Q+A: What In Our Neighborhoods Puts Us at Risk for Diabetes?

An overhead view of a city neighborhood

An overhead view of a city neighborhood

Diabetes is much more than just having to avoid certain foods. The risk of blindness, kidney failure and heart disease, among many other issues, are all much higher for diabetic people.

Like most diseases in the United States, diabetes does not affect everyone equally. Black people and Latinos are both around twice as likely to have diabetes as whites. But some recent research suggests that there be may be more to the inequities we’re seeing than race — such as where we live.

So it bears asking: What in our neighborhoods determines our diabetes risk?

That’s what Leslie McClure, PhD, and her team (together with researchers at New York University, the University of Alabama at Birmingham and the Geisinger Institute) hope to find out, thanks to a new $2.5 million grant from the Centers for Disease Control and Prevention.

Funded for five years, the “Community Characteristics Associated with Geographic Disparities in Diabetes” study take a variety of items into account to determine why diabetes risk is related to where you live.

McClure, a professor in the Dornsife School of Public Health, explains what she hopes the research will reveal.
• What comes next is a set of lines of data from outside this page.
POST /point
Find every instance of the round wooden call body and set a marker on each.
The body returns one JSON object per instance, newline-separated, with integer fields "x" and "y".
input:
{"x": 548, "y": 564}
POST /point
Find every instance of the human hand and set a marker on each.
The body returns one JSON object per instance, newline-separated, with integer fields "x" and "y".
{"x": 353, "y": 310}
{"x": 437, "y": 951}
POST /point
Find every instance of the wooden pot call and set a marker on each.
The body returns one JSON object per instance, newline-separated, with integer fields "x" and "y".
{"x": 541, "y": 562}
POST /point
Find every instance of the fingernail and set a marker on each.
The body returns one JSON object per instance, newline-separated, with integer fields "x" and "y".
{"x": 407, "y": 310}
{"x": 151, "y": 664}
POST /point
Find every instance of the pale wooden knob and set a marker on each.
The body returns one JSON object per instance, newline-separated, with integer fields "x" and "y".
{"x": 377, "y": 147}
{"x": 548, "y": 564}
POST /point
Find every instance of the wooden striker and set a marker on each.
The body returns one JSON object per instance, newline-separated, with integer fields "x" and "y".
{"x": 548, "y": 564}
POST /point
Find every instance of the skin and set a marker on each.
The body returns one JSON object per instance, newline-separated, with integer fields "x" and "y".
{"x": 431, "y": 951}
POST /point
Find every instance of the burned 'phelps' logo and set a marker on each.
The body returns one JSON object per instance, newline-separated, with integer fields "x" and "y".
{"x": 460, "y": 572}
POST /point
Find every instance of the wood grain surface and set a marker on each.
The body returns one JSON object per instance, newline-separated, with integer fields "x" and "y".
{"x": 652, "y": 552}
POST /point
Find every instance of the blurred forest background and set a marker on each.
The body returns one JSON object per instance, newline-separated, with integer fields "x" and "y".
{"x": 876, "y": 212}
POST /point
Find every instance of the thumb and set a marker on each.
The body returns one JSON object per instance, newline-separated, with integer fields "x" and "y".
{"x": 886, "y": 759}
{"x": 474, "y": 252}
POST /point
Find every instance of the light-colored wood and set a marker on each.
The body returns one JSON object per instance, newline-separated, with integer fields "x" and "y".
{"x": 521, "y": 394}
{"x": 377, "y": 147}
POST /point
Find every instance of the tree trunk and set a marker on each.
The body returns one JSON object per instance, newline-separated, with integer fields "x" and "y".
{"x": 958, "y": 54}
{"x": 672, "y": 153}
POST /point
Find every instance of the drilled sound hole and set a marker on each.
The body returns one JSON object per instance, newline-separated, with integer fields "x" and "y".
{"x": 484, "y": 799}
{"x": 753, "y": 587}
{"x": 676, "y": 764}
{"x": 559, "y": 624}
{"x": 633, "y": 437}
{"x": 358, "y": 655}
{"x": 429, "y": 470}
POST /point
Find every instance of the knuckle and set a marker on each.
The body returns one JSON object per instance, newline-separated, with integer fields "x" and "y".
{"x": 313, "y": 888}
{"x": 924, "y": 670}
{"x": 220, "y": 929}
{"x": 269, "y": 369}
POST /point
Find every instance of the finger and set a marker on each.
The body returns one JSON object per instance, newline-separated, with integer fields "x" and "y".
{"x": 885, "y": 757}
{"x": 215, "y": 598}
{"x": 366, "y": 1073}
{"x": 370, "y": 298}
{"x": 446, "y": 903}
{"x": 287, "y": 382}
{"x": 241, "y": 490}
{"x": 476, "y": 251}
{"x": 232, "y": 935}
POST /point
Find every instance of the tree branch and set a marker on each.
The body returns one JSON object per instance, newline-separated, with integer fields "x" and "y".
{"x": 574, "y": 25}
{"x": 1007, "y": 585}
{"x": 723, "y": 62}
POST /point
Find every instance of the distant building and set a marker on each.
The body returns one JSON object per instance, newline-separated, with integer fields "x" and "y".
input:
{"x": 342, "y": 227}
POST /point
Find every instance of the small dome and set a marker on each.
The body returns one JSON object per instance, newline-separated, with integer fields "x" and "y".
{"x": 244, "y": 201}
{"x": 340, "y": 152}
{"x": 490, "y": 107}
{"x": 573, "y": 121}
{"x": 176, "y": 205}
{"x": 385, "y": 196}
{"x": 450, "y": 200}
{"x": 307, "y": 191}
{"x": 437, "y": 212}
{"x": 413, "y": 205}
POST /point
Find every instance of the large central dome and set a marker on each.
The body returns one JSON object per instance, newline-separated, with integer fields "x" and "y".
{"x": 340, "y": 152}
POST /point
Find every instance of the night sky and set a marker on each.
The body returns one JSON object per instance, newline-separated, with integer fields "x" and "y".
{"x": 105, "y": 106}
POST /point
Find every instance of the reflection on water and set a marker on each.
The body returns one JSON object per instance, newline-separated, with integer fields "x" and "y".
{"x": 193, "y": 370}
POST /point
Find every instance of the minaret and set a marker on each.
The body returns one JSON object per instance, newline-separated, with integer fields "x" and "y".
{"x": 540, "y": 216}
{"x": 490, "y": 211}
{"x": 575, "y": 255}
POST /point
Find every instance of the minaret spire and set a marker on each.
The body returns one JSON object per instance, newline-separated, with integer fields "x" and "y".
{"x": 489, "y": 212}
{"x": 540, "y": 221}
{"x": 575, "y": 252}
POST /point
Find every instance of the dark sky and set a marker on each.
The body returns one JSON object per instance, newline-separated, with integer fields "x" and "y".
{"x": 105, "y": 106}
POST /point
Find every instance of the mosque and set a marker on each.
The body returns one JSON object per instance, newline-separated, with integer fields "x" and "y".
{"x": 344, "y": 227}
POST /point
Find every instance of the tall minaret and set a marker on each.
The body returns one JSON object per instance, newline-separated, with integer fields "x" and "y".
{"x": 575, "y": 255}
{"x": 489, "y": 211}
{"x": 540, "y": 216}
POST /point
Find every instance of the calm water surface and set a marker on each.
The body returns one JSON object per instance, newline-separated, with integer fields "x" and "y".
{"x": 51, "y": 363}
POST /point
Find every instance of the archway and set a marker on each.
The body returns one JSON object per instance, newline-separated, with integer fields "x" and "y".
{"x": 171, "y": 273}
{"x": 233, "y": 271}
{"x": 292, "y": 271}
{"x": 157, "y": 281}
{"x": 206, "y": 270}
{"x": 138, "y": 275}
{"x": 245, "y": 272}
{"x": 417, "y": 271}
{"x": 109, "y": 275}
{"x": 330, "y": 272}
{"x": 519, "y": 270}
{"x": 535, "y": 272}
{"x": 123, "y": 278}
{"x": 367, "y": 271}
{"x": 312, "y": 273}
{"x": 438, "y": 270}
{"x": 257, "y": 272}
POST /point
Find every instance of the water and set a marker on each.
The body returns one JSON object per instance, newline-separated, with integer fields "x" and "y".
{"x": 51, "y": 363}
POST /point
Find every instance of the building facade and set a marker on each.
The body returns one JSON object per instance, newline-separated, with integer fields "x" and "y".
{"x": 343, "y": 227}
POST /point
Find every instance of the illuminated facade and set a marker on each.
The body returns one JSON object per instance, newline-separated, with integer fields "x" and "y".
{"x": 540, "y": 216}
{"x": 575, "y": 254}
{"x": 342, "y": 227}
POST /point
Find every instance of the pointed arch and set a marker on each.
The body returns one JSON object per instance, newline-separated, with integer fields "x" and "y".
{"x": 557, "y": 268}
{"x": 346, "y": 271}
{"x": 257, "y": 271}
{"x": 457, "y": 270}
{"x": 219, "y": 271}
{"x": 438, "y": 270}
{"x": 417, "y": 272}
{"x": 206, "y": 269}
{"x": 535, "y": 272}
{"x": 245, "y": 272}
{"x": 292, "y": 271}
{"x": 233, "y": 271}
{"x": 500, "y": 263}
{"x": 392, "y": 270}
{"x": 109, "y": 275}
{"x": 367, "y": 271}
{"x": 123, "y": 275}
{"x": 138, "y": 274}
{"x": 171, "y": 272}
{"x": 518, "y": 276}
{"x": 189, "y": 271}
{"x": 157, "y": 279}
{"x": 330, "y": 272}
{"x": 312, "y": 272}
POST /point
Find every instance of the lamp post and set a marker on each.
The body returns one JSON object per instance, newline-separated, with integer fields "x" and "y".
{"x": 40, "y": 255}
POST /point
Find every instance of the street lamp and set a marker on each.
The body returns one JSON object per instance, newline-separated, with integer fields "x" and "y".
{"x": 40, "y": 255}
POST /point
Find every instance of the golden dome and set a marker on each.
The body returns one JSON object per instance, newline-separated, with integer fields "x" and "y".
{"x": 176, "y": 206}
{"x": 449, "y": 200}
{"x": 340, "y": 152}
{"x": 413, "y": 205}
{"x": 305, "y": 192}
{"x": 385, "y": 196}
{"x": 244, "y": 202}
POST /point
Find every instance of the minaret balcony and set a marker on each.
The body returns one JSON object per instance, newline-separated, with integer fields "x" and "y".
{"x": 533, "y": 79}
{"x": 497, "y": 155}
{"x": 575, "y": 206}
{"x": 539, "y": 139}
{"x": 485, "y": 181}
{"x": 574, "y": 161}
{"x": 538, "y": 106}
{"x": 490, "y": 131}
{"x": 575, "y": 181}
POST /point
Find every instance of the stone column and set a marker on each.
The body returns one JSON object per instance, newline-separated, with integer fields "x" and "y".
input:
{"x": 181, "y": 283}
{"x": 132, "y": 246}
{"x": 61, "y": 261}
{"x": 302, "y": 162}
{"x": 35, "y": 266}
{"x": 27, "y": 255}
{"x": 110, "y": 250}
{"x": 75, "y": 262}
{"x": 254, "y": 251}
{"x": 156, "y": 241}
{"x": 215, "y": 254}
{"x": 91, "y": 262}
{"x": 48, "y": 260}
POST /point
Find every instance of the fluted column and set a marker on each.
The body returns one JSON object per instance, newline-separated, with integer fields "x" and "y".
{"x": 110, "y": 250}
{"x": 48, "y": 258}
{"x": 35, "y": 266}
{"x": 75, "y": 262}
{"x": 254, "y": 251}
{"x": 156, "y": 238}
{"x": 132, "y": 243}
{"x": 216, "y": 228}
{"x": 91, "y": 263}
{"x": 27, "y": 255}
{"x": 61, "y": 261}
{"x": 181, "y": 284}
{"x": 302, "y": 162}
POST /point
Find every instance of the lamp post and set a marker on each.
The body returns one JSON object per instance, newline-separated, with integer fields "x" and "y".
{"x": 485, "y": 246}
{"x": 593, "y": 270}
Obviously the team’s study will look deeply into this but, right now, how much of a factor would you say a person’s locale is when it comes to diabetes risk?

It’s known that where someone lives has an impact on the prevalence of diabetes, as well as how well they can control their disease if they have it.

What is not known is why local factors have influence on these health outcomes. There are a lot of potential reasons, such as neighborhood food and physical activity access, racial segregation and socioeconomic status.

What would be the positives, on a population health level, if we were able to lower diabetes levels?

In addition to cost reductions by reducing new diabetes cases and better control of diabetes among those with the disease already, another goal would be to reduce geographical disparities in diabetes. This is part of the CDC’s Healthy People 2020 initiative: “Reduce the disease burden of diabetes mellitus (DM) and improve the quality of life for all persons who have, or are at risk for, DM.”

Philadelphia has the sugar-sweetened beverage tax that can positively affect diabetes rates and the outcomes for people with it. But what more could be done at local levels?

That is what this research is really aimed at finding out! It is great to know what factors influence health at the community level, but the critical next step is to try to translate that into local-level changes that can reduce disease and disparities.

Our research is hoping to find targets that can then lead to changes that will reduce the rate of diabetes and disparities within that population.